On a peculiar-shaped towering cliff, in an area which consists of 0.5-0.6 hectares, located northwest of St. Stephen’s Monastery, the monastery of the Holy Trinity is built. It is the most inaccessible of all the monasteries in Meteora.
The climb to the monastery was formerly facilitated with ladders and the net. Today, it is accessible by walking a difficult trail and climbing 140 steps carved into the stone in 1925, which lead us safely to the top of the rock. In 1970 an aerial conveyor system was constructed for the needs and maintenance of the monastery.
The visitor can stair from above the breathtaking view of the valley of the Peneus, rivers of Kalambaka and the Coziakas and Chasia mountains.
The Holy Trinity monastery is considered by experts as the third oldest monastery in Meteora. The first hermits should have built here their hermitages in the early 14th century. The monastery is said to have been built in 1438 AD by a monk named Dometius but this information was never confirmed. It took 70 years to build the monastery and upload the materials.

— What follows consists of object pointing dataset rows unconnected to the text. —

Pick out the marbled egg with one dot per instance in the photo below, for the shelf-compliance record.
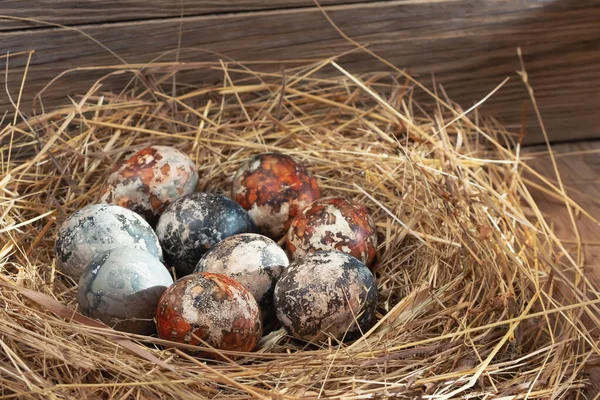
(326, 293)
(274, 189)
(121, 288)
(97, 228)
(150, 180)
(333, 223)
(193, 224)
(211, 307)
(253, 260)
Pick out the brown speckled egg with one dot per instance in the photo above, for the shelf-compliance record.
(211, 307)
(333, 223)
(274, 189)
(150, 180)
(326, 293)
(253, 260)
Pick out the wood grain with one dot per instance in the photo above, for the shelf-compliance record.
(469, 45)
(579, 167)
(77, 12)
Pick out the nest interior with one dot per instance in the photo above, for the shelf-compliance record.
(477, 296)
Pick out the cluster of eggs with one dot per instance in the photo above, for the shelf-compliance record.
(234, 277)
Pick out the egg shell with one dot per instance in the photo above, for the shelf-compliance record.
(211, 307)
(151, 179)
(193, 224)
(274, 189)
(253, 260)
(322, 293)
(333, 223)
(121, 288)
(98, 228)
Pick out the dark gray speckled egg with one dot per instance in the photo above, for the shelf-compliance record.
(98, 228)
(193, 224)
(121, 288)
(253, 260)
(325, 294)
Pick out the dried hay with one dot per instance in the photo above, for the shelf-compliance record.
(478, 297)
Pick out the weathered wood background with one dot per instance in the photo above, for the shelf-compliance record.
(469, 46)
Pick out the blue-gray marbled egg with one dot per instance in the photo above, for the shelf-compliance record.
(121, 288)
(193, 224)
(253, 260)
(98, 228)
(326, 293)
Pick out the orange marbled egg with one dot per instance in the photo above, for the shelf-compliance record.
(274, 188)
(211, 308)
(150, 180)
(333, 223)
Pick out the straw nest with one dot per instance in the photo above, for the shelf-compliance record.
(477, 297)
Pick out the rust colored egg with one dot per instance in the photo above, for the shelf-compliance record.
(333, 223)
(150, 180)
(210, 308)
(274, 189)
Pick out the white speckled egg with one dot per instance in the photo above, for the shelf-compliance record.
(253, 260)
(121, 288)
(150, 180)
(326, 293)
(98, 228)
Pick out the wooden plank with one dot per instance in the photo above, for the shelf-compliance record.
(470, 46)
(579, 166)
(76, 12)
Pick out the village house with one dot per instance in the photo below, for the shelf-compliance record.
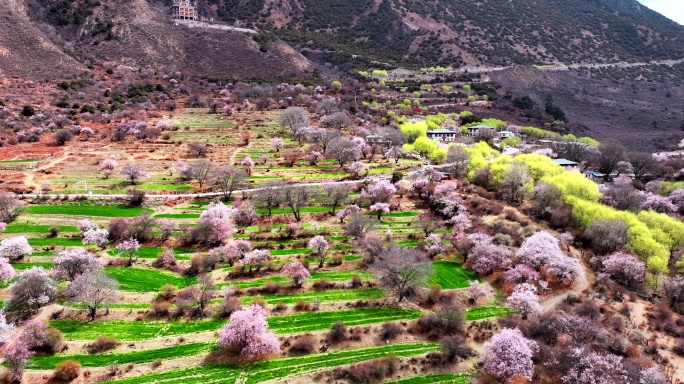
(476, 130)
(442, 135)
(183, 10)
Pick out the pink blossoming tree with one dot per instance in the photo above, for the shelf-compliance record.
(509, 354)
(247, 334)
(297, 272)
(71, 263)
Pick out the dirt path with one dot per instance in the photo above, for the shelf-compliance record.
(580, 285)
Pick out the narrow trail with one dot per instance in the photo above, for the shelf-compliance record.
(580, 285)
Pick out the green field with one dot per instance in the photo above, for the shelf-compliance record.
(451, 275)
(131, 330)
(136, 357)
(86, 210)
(278, 369)
(446, 378)
(481, 313)
(147, 280)
(34, 228)
(324, 296)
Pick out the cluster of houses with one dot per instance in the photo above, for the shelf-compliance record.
(446, 135)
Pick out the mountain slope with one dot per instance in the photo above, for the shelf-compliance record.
(140, 33)
(453, 32)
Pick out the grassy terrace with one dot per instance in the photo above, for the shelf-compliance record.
(299, 322)
(446, 378)
(335, 276)
(481, 313)
(452, 275)
(86, 210)
(279, 368)
(324, 296)
(147, 280)
(136, 357)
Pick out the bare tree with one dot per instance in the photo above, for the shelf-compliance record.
(296, 198)
(269, 196)
(197, 150)
(643, 164)
(337, 194)
(607, 158)
(228, 180)
(133, 172)
(197, 295)
(93, 290)
(343, 150)
(513, 182)
(458, 160)
(323, 137)
(294, 118)
(202, 172)
(337, 120)
(327, 106)
(359, 225)
(10, 207)
(402, 270)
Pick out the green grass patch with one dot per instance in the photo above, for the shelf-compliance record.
(324, 296)
(131, 330)
(446, 378)
(278, 369)
(147, 280)
(32, 228)
(136, 357)
(451, 275)
(25, 266)
(317, 321)
(86, 210)
(481, 313)
(59, 241)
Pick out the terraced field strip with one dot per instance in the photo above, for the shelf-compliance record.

From inscriptions and other evidence and also in accordance with the date engraved and immured on the southern outer wall, the main church (aka the Catholicon) is known to have been built in 1475-76 AD . The monastery has two churches, the Catholicon and the small church of Saint John the Baptist.
In 1909, the byzantinist N. Veis found 47 rare manuscripts in a crypt, which together with manuscripts from Rousanou and Anapafsas monasteries are kept in the sacristy of Saint Stephen’s monastery since 1953.
Unfortunately the rich treasury of the monastery has been looted and the library was burned in the years of the occupation of Greece by the Axis Powers. From 1942 until 1961 the monastery was deserted and as a result many of the relics, pictures and manuscripts were lost. In 1972 it was renovated.